A number of organizations have support for the Habitat Montana program high on their list. The fund takes in about $12 million a year for wildlife-related land acquisitions, conservation easements and related expenses.
“We expect there will be some action to put restrictions on that account,” said Rocky Mountain Elk Foundation government affairs director Mark Lambrecht. “When you see a large sum of money, the Legislature tends to want to use that for different purposes.”
That happened in the 2015 session, when the Legislature removed Habitat Montana’s spending authority for two years. A coalition of supporters reversed that action in 2017.
Montana Wilderness Association Director Ted Brewer said his organization would also be backing Habitat Montana while watching for other changes to improving public lands.
“The Montana Supreme Court overturned the attorney general’s legal opinion on (Gov. Steve) Bullock's power to complete conservation easements,” Brewer said. “The Legislature might try to overturn that court decision.”
The Elk Foundation’s Lambrecht said elk hunting opportunities may come up through policies on access to private land. Some proposals he’d seen would reward landowners who permit hunters to pursue game on their property with extra elk tags for their private use.
At the Montana Wildlife Federation, Nick Gevock said he expected changes to come to the Fish, Wildlife & Parks’ automated license system. The department receives nearly all its operating budget through sale of licenses and permits for fishing, hunting and other outdoor activities.
“That’s got a very steep price tag, about $10 million,” Gevock said. “But they’re still working with their original system. Who’s still using a 20-year-old computer?”
Gevock expects an effort to add one or two more grizzly bear conflict management specialists to FWP’s budget. The positions have been very successful around the Rocky Mountain Front and west of the Continental Divide. Gevock said more staff would help people adapt to grizzlies in Red Lodge and Butte, which surveil linkage corridors the bears are using to move between big recovery areas.
In a federal funding issue, Gevock said to watch for debate over how the state uses federal funds to pay for game warden activities. In the 2017 session, the Legislature required 30 percent of game warden salaries to be paid through the federal Pittman-Robinson fund, which has strict limits about its use. In particular, those dollars can’t be used for law enforcement.

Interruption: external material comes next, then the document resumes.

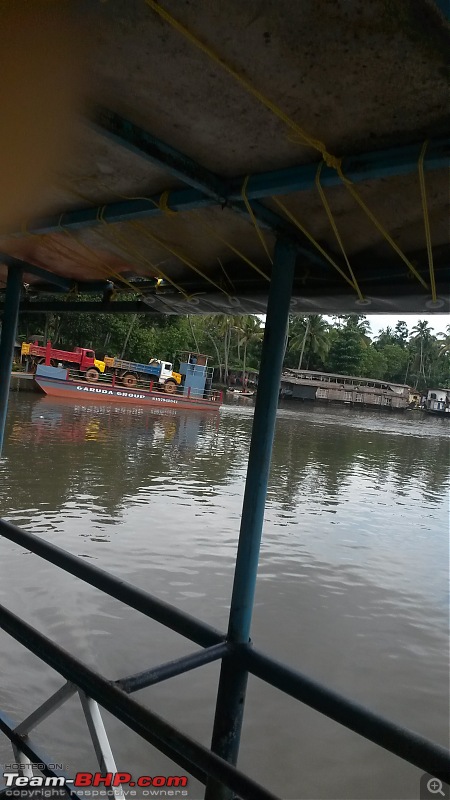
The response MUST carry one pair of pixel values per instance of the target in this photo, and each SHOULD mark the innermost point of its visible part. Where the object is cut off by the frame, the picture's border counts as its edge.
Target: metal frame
(215, 767)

“That has led to more than 600 hours a year where game wardens can’t do enforcement,” Gevock said. “If you don’t comply, you’re jeopardizing $28 million a year, so it’s a big deal. Landowners are seeing fewer patrols.”
Outfitting is the fourth-largest in direct expenditures by nonresidents in Montana’s tourism market,” Minard said, “and we’re doing it with an incredibly limited number of licenses. Is that really how you want to treat an industry that’s so incredibly valuable to the state?”
Brewer, the Wilderness Association director, is keeping an eye on a proposed increase to the optional light vehicle fee from $6 to $9 that would pay for more work on public trails in Montana.
“With the Forest Service and other land management agencies so woefully underfunded, there’s an enormous backlog of maintenance needs on trails,” Brewer said. “This is a good opportunity for the state to alleviate the situation a bit.”
Brewer was also bracing for additional challenges to wilderness study areas after last year’s long public debate over whether Congress should rescind those designations. Sen. Steve Daines and Rep. Greg Gianforte, both Republicans, each authored bills in Congress to do that in 2018, basing their action on a resolution approved by the 2017 Legislature. In response, conservation groups mounted demonstrations and polls indicating large public support for keeping those areas protected until more thorough federal analysis or action can be completed.
The federal bills both failed to reach a congressional vote before the end of the 2018 session. Brewer said nevertheless, he expected the debate to continue this year.